For adaptive bitrate video streaming (1080p→720p, $s=1.5$), conv-resize 4/6 blocks applied to deep downsampling architectures yield improved BD-rate metrics over commonly used Lanczos and bicubic methods:

Upsampling	PSNR BD-rate gain	SSIM BD-rate gain	VMAF BD-rate gain
H.264 + bilinear	–4.06%	–2.47%	–1.20%
Bicubic	–2.22%	–1.19%	–0.77%

Negative BD-rate indicates required bitrate reduction for constant quality (Chen et al., 2021).

4.2. NVFP4 Quantization

• Training Stability: Conventional end-to-end NVFP4 training with stochastic rounding, Hadamard transforms, block scales, and BF16 healing diverges on 340M/1.3B param Transformers and hybrids. 4/6 prevents this, with training-loss tracking BF16 (Cook et al., 1 Dec 2025).
• PTQ Performance: For Llama-3-8B, Qwen3-8B (W4A4, RTN PTQ), 4/6 reduces WikiText-2 perplexity by 10–20% (e.g., 8.43$\to$8.30), and with AWQ or SmoothQuant, narrows the PPL gap to BF16 by 5%.
• Downstream Accuracy: Across BoolQ, ARC, and HellaSwag, applying 4/6 increases normalized accuracy by 1–2 points for multiple quantization regimes.

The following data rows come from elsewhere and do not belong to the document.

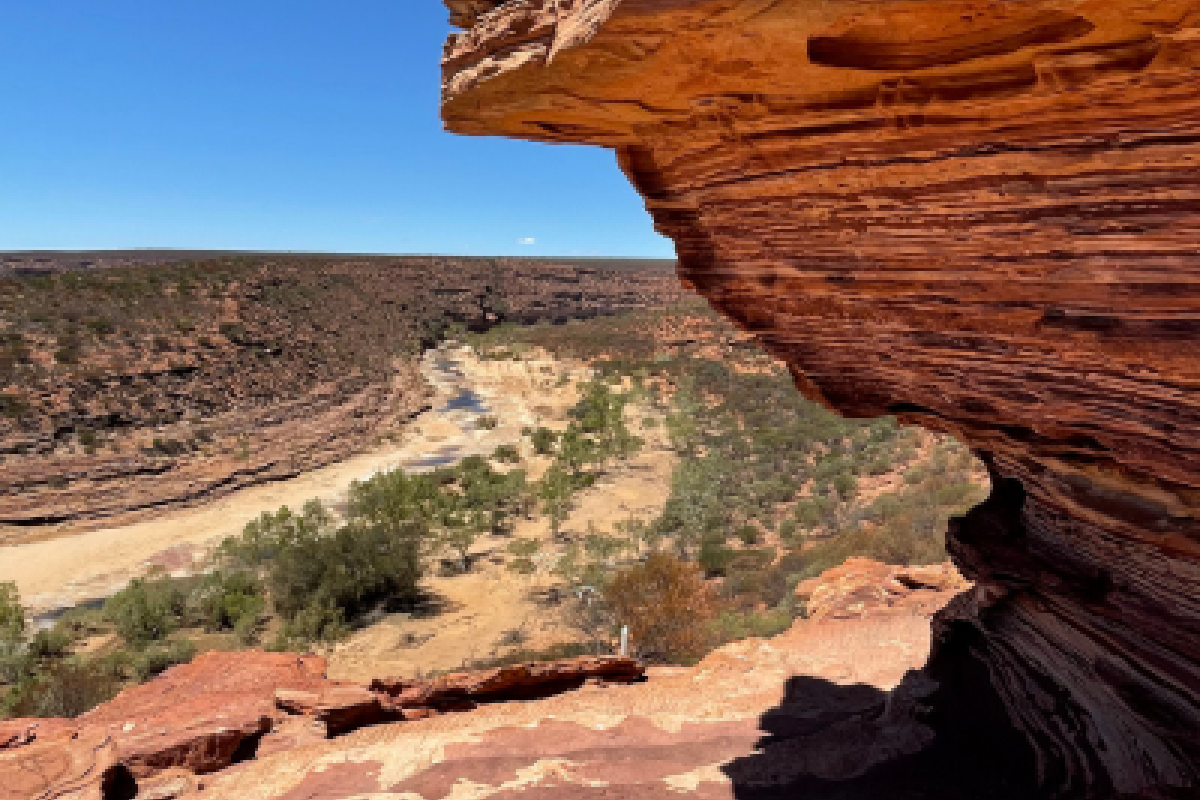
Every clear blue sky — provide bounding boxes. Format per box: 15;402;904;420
0;1;674;257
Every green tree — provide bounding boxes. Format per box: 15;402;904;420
538;463;573;537
103;571;189;647
0;582;24;644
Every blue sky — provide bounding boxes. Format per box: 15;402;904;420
0;1;673;257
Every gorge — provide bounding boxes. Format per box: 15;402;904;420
439;1;1200;797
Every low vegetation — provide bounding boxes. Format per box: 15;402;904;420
472;304;987;664
0;376;647;717
2;301;989;717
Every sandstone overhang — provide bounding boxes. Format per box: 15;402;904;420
441;1;1200;797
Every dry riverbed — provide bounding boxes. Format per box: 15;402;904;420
0;344;678;677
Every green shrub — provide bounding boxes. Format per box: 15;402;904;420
530;427;558;456
103;572;188;646
0;583;24;644
0;393;25;417
2;659;122;719
697;538;736;578
507;557;536;575
735;525;760;546
192;570;264;638
130;639;197;681
27;628;73;660
218;322;247;341
218;499;429;644
78;428;99;453
491;444;521;463
53;344;80;364
86;316;115;336
710;606;795;645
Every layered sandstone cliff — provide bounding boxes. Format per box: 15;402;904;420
442;2;1200;797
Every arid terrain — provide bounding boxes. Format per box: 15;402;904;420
0;253;682;533
0;293;1001;800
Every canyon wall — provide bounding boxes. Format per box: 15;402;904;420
0;256;681;534
441;1;1200;797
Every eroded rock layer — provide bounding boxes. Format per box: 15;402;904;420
442;2;1200;797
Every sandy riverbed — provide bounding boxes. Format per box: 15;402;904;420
0;344;592;618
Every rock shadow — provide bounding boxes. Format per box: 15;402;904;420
724;671;1037;800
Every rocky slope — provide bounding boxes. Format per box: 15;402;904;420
441;1;1200;797
0;559;963;800
0;255;682;534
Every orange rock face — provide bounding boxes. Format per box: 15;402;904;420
441;2;1200;797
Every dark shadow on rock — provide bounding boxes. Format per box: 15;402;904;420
725;670;1039;800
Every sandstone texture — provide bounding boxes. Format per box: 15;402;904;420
0;650;646;799
796;557;970;621
195;586;949;800
0;255;681;534
441;2;1200;797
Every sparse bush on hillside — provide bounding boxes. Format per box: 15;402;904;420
603;552;717;664
3;659;123;719
496;305;985;658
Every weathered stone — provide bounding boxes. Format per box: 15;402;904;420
75;651;329;778
441;1;1200;796
369;655;644;711
0;718;76;751
0;731;118;800
796;558;969;621
274;685;392;734
199;605;949;800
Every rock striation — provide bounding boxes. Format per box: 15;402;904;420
441;1;1200;797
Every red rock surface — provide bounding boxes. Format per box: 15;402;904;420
196;595;952;800
796;558;969;621
440;1;1200;797
0;731;117;800
370;655;645;711
0;574;964;799
0;717;76;750
0;652;647;798
75;651;329;778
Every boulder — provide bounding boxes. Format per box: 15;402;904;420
796;559;969;621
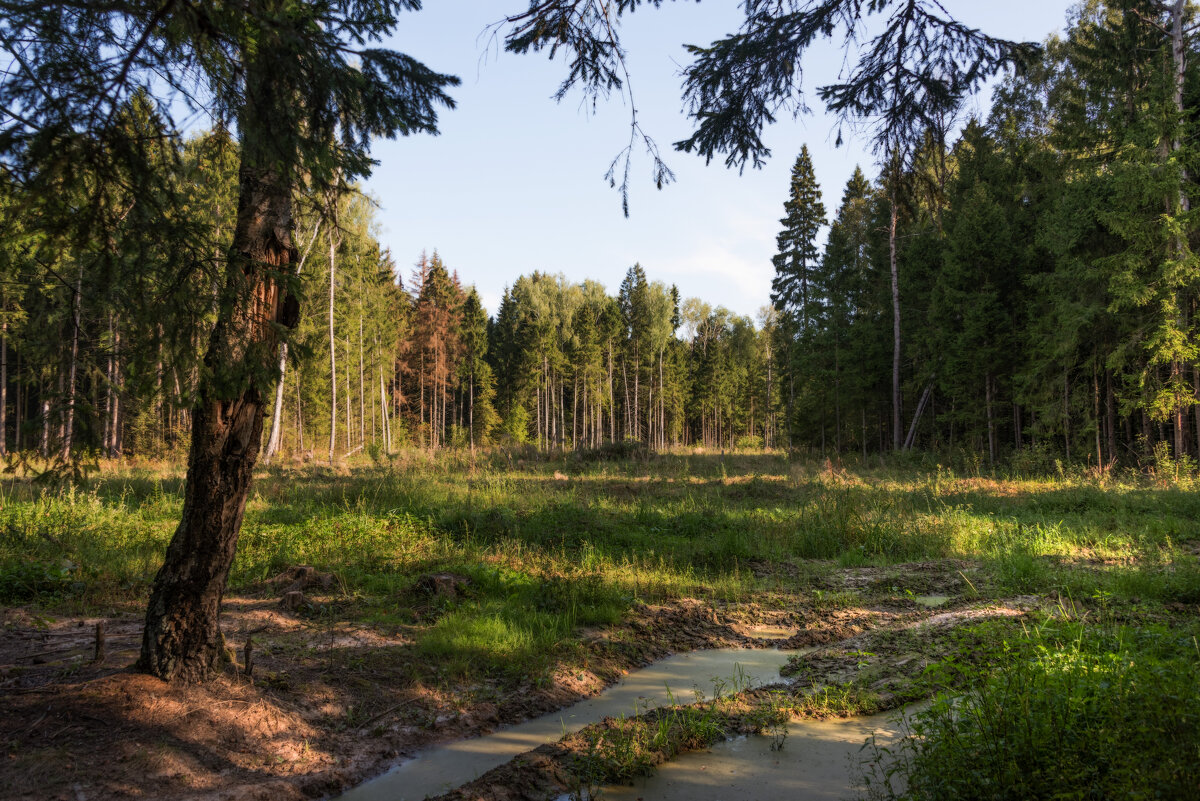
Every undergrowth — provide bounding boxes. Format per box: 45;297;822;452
857;620;1200;800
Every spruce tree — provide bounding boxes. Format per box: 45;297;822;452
770;147;826;445
771;146;827;331
1;0;459;680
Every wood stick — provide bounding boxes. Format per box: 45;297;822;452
93;621;105;664
243;636;254;678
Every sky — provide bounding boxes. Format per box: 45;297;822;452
365;1;1077;319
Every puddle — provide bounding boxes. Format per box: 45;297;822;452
337;648;807;801
590;710;910;801
912;594;950;608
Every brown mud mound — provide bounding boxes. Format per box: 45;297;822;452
0;587;978;801
782;601;1036;706
413;573;472;600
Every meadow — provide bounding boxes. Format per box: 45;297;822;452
2;450;1199;799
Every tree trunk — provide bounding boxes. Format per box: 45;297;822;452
985;374;995;467
60;263;83;462
14;350;21;453
1063;373;1071;463
607;342;615;443
0;299;7;458
1013;402;1022;452
1106;371;1117;464
296;371;304;453
264;343;288;461
138;153;299;682
41;394;50;458
358;315;365;446
903;383;933;451
103;313;114;455
861;407;867;460
889;186;902;452
380;365;391;453
327;223;339;465
1194;366;1200;459
111;322;123;456
1093;365;1102;467
834;340;841;454
621;358;630;440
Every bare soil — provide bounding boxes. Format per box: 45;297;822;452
0;560;1006;801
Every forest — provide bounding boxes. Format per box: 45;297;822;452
2;2;1200;801
3;3;1200;473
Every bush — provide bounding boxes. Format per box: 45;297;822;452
576;439;649;462
0;558;79;602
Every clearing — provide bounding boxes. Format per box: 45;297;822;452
2;451;1199;800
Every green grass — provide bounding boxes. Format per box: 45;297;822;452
858;620;1200;800
2;451;1199;684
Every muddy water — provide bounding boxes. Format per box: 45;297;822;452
593;710;908;801
337;648;808;801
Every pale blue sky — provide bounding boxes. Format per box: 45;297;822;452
367;1;1075;318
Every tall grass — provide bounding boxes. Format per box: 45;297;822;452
859;621;1200;800
2;453;1198;681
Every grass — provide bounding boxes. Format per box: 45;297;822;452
2;450;1199;686
4;449;1200;798
858;619;1200;800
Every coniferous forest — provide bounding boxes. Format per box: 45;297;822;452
3;3;1199;470
4;3;1200;801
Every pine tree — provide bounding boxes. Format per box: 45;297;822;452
459;288;496;448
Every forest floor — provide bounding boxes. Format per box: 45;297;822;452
2;450;1199;800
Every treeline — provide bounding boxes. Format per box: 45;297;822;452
3;1;1200;468
775;0;1200;468
0;103;783;459
291;257;784;456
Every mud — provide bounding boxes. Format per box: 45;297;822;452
0;559;1029;801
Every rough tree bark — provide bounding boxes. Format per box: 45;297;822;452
138;156;298;682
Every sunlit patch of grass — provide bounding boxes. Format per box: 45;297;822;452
859;620;1200;800
416;604;568;679
3;450;1200;686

5. Practical Considerations and Usage

• Hardware Synergy: The 4/6 algorithm aligns with Blackwell GPU instruction sets supporting efficient conversion between FP4 and FP8, enabling seamless integration with minimal runtime impact (Cook et al., 1 Dec 2025).
• In Vision Models: For fractional scaling, aligning H,W to multiples of 6 avoids rounding artifacts. Always specify align_corners=False for stable gradients during bilinear rescaling.
• Code Integration: Minimal PyTorch, CUDA, or equivalent APIs suffice to integrate these blocks into state-of-the-art architectures, without modifying downstream layers or requiring special regularization. The per-block quantization process is compatible with post-training quantization approaches such as AWQ and SmoothQuant.

6. Significance and Broader Impact

The Four Over Six (4/6) adaptive scaling strategy constitutes an efficient, hardware-friendly, and empirically validated method for addressing quantization and downsampling bottlenecks:

• For FP4/NVFP4 quantization, it mitigates the disproportionate error on near-maximal values, which have been empirically identified as primary causes for both divergence during training and degraded inference accuracy in large-scale neural networks.
• For vision networks, learned fractional scaling blocks offer a path to improved coding efficiency and quality preservation in applications requiring non-integer spatial transformations.

A plausible implication is that as low-precision training proliferates across domains, blockwise-adaptive schemes like 4/6 will gain increasing importance, especially in future hardware-accelerated environments and large-scale deployment settings (Cook et al., 1 Dec 2025, Chen et al., 2021).